This article describes a new approach, which aims to create bespoke modelling methods that are more refined for site-specific predictions.
Introduction
The following sections will introduce the background of dust propagation, software modelling, risk predictions, and objectives.
Background
‘Dust’ is defined in BS 6069 Part 2 (BSI, 1994) as particulate matter up to 75µm in diameter. One expression for the coarser fraction of this is Total Suspended Particulates (TSP). Other expressions, such as ‘nuisance dust’ and ‘fugitive dust’ are used, and these terms are also generally taken to mean ‘visible particulate matter’. Unfortunately, such expressions are poorly defined and as a consequence there is no satisfactory measurement method for such material.
The effects of this coarser fraction can be both chronic and acute, from the long term soiling of surfaces to the immediacy of visible dust plumes. The finer size fractions of PM10 and PM2.5 (dusts with an aerodynamic diameter less than 10 or 2.5µm) are measured much more accurately and are closely monitored because of their association with impacts on health, through inhalation. Concentrations of PM10 and PM2.5 are therefore used as indicators of local air quality through the National Air Quality Strategy (NAQS) and associated Air Quality Objectives (AQO) (Defra, 2007).
Fugitive dust movements from industrial sites have the potential to cause problems in surrounding areas, often through its accumulation over time.

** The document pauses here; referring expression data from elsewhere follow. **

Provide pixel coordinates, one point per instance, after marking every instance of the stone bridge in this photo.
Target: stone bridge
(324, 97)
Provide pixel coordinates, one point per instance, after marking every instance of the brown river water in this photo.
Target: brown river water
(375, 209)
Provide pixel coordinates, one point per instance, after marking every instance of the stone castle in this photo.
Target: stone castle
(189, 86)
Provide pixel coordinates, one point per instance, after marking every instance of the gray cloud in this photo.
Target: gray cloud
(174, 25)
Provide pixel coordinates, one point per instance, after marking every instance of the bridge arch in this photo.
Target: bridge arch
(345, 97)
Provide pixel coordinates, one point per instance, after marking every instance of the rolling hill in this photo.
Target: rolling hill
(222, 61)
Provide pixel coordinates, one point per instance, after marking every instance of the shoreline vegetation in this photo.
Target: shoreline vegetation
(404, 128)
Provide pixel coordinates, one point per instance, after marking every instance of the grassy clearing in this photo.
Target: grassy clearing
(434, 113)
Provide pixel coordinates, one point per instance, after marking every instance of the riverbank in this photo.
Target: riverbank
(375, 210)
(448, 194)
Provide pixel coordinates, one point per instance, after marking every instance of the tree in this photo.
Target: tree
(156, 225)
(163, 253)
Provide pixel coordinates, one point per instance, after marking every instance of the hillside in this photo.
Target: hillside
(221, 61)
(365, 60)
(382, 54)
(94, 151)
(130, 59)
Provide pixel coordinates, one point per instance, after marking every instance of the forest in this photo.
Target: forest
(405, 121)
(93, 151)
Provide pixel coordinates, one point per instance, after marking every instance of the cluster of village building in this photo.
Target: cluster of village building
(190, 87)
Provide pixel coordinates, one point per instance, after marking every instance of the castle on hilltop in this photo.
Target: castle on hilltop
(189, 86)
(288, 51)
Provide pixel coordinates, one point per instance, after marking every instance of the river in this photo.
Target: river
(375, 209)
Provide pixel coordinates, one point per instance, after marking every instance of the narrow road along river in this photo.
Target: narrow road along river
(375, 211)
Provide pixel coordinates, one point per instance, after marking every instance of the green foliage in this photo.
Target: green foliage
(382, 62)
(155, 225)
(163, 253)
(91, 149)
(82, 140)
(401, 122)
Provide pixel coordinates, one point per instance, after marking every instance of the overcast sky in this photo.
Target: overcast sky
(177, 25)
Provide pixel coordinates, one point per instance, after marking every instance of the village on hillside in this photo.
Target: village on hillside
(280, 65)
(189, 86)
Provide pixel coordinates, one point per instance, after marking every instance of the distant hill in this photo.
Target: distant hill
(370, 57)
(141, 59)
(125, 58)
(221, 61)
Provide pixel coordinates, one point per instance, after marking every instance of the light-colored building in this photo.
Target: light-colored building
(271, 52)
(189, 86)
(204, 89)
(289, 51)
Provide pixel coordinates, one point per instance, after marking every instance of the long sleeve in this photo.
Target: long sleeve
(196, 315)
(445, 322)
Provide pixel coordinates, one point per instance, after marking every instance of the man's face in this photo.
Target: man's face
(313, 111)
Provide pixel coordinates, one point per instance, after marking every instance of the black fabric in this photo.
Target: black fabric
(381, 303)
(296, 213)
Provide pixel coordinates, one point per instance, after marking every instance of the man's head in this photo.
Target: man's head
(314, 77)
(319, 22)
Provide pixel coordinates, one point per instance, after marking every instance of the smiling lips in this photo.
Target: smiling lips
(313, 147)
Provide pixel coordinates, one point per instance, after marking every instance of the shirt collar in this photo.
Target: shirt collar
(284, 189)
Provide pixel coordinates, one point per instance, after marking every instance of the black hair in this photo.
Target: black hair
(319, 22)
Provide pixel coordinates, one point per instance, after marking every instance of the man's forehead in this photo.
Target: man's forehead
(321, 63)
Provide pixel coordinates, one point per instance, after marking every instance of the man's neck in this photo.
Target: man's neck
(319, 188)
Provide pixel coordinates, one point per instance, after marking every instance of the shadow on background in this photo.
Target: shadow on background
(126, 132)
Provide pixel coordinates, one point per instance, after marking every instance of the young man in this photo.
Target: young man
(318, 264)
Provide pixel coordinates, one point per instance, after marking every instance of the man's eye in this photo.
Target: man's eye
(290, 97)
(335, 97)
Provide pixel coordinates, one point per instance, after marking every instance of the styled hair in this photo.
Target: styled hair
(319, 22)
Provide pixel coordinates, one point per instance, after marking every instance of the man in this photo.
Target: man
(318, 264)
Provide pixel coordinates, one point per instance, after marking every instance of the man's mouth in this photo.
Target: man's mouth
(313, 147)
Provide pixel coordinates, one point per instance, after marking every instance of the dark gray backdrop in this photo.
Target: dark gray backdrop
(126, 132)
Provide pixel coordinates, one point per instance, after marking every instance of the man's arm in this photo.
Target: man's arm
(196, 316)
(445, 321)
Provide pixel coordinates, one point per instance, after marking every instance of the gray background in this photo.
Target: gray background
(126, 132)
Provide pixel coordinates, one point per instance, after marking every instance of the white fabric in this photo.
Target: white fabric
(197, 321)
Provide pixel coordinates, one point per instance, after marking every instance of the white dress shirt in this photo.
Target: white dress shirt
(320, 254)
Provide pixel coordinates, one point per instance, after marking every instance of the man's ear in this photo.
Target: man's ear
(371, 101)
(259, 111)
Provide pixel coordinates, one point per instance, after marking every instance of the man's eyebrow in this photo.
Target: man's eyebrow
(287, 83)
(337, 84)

Emissions of such material can be monitored through dust sampling, in which dust monitors are positioned to sample dust both in flux and in settlement. Ideally, these devices are deployed as an array to monitor dust within, on and beyond site boundaries, and to evaluate dust levels from a range of sources and in the directions of off-site receptors. In certain circumstances, however, this may not always be feasible.
Sites might be undergoing expansion or change, access might not be permitted or the project might simply be in the planning stage. Accurate dust predictions, however, might still be required by regulatory bodies or operators for planning applications. Consequently, meaningful prediction of the potential risks that are posed to nearby receptors might be required.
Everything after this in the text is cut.